The stock safety level is also an issue for the Yugo. Unfortunately we can’t make it ambidextrous (which I go into below) but we can add a metal ‘tab’ to allow manipulation of the safety without moving your finger from the trigger. These add on safety ‘tabs’ are made by Krebs and can be installed easily.
QD points are also all the rage right now for slings and such. I retrofitted an IWC MOE flush QD cup to fit in the corner of the hand guard for a front sling-point. Pair that with the QD cup that comes with the Magpul CTR stock and the Noveske end-plate on the receiver adapter – you’ve got a nice modern setup!
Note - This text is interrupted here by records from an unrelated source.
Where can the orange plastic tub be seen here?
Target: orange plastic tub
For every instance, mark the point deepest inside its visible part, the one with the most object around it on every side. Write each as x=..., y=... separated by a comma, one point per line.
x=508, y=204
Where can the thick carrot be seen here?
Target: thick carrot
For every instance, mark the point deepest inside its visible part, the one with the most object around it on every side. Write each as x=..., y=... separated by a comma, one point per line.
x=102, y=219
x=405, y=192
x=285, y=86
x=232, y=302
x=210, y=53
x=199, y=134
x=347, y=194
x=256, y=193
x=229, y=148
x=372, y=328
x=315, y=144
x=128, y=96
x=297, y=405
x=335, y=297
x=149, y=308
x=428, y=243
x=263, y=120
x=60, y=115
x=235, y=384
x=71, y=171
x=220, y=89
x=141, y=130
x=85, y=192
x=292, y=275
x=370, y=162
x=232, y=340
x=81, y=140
The Bad: Ambidextrous Controls and Bolt Hold Open (BHO)
Unfortunately for the Yugo it’s not ambidextrous in nature for the controls and there is no bolt hold open on your last round. This is where the AR-15 obviously excels past the AK-pattern. You can overcome the lack of ambidextrous controls with training – but the bolt hold open is pretty annoying.
With that said I still love the M85NP and I am extremely happy with this purchase and I would recommend the M85 to anyone looking for a 5.56 chambered AK-pattern rifle. Most of the people I invite to shoot it actually like the recoil much more than an AR-15 and say that the M85 is more fun. Who knew?